Lo scrittore e attore Moni Ovadia, di origini ebraiche, è stato stamane in collegamento con Morning News, su Canale 5, per parlare della vicenda del piccolo Eitan, rapito dal nonno materno e portato in Israele. “Quando si ha un bimbo così delicato per il dramma subito – sono le parole di Ovadia – credo che la prima preoccupazione di un nonno sia quella di rispettare la delicata situazione e non prenderlo e portarlo mettendosi contro coloro a cui il bimbo è stato affidato, questa non è una forma d’amore ma piuttosto di idea proprietaria della vita del piccolo Eitan”. E ancora: “Credo che il bimbo vada rispettato nella sua tranquillità, non si trovava nella situazione di essere portato fuori dal contesto famigliare, la zia paterna, era una parte della famiglia e non era chissà in quale condizione sbagliata, era con i famigliari”.

Quindi lo scrittore ha proseguito: “Credo che dovrebbe tornare, sarebbe giusto, se no siamo di fronte ad una situazione molto grave, si decide sulla vita del bimbo con un rapimento, è la cosa più sbagliata e ingiusta. Tutta questa cosa avrebbe dovuto essere discussa all’interno della famiglia – aggiunge – e non operata in questo modo con una sottrazione, decidendo sulla pelle del bimbo, non si fa così. Non è il nonno che deve decidere da solo, i genitori di Eitan avevano scelto di vivere in Italia e di crescerlo lì, non si capisce che logica sia, arbitrariamente un nonno decide quale sia il bene del bimbo”.

MONI OVADIA E IL RAPIMENTO DI EITAN: “NON DEVE ESSERE IL NONNO A DECIDERE”

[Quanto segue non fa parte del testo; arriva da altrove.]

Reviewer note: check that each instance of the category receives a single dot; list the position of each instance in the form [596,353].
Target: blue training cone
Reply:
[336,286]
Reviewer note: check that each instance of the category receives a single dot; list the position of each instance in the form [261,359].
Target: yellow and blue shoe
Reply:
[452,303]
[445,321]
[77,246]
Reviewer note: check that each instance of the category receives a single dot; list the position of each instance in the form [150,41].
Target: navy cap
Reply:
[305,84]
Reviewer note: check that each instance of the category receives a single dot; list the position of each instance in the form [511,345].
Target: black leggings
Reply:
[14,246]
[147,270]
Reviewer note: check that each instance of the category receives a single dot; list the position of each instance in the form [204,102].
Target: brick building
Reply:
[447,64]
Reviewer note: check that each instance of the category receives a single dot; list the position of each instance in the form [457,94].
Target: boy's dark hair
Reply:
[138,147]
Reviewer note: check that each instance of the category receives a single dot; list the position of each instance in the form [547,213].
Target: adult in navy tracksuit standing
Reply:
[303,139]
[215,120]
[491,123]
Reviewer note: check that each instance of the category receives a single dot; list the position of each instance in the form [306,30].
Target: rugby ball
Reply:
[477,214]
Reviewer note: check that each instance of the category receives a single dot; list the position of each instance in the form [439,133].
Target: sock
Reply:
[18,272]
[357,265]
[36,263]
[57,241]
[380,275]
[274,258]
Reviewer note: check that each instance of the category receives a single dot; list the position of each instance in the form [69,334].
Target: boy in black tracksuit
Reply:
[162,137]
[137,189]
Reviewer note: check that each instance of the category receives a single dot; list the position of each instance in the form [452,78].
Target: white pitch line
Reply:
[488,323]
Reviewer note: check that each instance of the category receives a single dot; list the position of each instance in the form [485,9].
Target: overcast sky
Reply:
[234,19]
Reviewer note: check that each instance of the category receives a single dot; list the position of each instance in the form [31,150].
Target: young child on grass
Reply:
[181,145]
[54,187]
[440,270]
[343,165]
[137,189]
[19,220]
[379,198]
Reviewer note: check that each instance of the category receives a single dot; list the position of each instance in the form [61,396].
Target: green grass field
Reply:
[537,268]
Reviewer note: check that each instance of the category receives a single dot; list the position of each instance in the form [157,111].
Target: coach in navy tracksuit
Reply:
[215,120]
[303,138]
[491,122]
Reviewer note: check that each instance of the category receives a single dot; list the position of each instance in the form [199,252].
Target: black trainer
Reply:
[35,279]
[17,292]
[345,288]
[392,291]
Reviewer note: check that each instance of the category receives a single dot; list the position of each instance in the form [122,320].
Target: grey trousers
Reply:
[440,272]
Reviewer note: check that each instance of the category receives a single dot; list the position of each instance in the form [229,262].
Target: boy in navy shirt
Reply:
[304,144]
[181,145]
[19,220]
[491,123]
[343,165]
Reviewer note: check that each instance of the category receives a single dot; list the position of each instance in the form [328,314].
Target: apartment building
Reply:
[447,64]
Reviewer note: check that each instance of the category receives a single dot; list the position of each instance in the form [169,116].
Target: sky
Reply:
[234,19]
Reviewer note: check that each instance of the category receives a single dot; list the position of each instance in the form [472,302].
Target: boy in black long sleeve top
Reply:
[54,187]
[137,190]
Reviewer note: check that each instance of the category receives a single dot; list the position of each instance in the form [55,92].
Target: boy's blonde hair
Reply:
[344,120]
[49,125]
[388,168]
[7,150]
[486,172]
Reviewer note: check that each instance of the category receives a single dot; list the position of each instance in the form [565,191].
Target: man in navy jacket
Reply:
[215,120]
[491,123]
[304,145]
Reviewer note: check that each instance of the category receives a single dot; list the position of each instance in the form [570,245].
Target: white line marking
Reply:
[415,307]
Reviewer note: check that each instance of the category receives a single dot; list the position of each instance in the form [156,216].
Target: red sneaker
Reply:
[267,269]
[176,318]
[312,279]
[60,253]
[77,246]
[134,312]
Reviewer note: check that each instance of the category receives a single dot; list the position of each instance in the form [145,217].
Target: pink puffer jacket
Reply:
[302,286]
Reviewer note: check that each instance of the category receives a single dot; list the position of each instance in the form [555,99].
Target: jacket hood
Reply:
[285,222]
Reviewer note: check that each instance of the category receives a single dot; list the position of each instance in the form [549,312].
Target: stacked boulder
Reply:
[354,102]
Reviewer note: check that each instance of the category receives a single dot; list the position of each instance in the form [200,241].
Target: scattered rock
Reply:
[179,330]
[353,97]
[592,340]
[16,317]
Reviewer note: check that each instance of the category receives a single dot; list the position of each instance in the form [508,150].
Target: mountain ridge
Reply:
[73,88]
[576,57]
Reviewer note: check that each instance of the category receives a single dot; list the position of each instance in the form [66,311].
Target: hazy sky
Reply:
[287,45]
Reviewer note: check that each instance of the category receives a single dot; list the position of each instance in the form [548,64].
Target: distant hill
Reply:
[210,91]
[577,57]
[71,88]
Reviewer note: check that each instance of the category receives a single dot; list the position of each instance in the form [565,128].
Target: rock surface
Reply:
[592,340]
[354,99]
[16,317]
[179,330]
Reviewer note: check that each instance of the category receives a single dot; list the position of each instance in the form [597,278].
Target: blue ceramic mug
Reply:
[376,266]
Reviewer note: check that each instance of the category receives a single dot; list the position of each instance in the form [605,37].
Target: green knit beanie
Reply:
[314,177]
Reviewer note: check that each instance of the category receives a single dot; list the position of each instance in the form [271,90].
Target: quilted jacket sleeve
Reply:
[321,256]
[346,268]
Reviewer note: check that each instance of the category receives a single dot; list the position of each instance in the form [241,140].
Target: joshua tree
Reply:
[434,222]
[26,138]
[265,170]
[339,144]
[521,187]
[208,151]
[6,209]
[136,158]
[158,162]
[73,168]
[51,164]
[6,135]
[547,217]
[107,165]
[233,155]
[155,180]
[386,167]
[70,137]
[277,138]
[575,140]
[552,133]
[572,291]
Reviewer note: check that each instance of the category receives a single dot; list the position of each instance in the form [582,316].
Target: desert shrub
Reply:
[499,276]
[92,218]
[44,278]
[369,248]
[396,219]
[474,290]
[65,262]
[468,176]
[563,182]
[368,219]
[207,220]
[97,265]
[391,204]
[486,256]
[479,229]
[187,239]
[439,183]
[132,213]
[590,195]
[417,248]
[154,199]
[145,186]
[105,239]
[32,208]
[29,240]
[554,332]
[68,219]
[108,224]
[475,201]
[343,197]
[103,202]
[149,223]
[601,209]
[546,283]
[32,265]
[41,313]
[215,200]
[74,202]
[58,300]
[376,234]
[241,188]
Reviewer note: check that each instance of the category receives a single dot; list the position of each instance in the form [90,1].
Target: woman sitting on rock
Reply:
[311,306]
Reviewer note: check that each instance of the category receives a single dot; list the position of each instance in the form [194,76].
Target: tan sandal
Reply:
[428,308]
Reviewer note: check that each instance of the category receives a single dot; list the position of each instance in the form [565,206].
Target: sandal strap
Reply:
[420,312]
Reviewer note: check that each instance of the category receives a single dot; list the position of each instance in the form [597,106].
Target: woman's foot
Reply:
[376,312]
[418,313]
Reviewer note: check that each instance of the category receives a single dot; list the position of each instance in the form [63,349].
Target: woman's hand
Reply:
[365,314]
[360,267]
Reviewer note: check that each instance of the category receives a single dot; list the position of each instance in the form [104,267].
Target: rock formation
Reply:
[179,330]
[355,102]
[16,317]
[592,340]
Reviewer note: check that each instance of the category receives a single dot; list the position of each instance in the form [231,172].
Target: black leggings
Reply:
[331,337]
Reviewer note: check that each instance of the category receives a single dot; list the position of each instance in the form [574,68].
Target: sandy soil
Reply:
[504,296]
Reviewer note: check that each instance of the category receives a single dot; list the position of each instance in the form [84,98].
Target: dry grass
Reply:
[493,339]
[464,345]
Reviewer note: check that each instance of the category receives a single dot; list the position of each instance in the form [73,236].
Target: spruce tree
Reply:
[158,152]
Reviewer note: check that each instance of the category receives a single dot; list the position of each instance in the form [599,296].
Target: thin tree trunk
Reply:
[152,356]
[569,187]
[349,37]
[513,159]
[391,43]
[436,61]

Moni Ovadia ricorda quanto accadeva in passato: “A me queste cose ricordano cose tristi che avvenivano a piccoli ebrei in tempi lontani, venivano rapiti per costringerli a un’educazione diversa dalla loro fede, mi ricorda il caso di Edgardo Mortara, non si fanno queste cose, è un atteggiamento rapinoso e non rispettoso. Non esprimo giudizi sui sentimenti del nonno, qui parliamo del suo comportamento verso Eitan, decide lui quale sia l’educazione, non è così, è questo il problema, non sono le idee e le sue opinioni, qui si tratta di un bimbo che ha subito un pesante trauma, lui arbitrariamente dice no”. Ovadia ha poi concluso: “La modalità con cui questo bimbo è stato portato via sembra una specie di blitz dell’esercito israeliano, essendo questo signore (il nonno materno ndr) un tenente colonnello avrà forse complicità nei controlli ecc ecc”.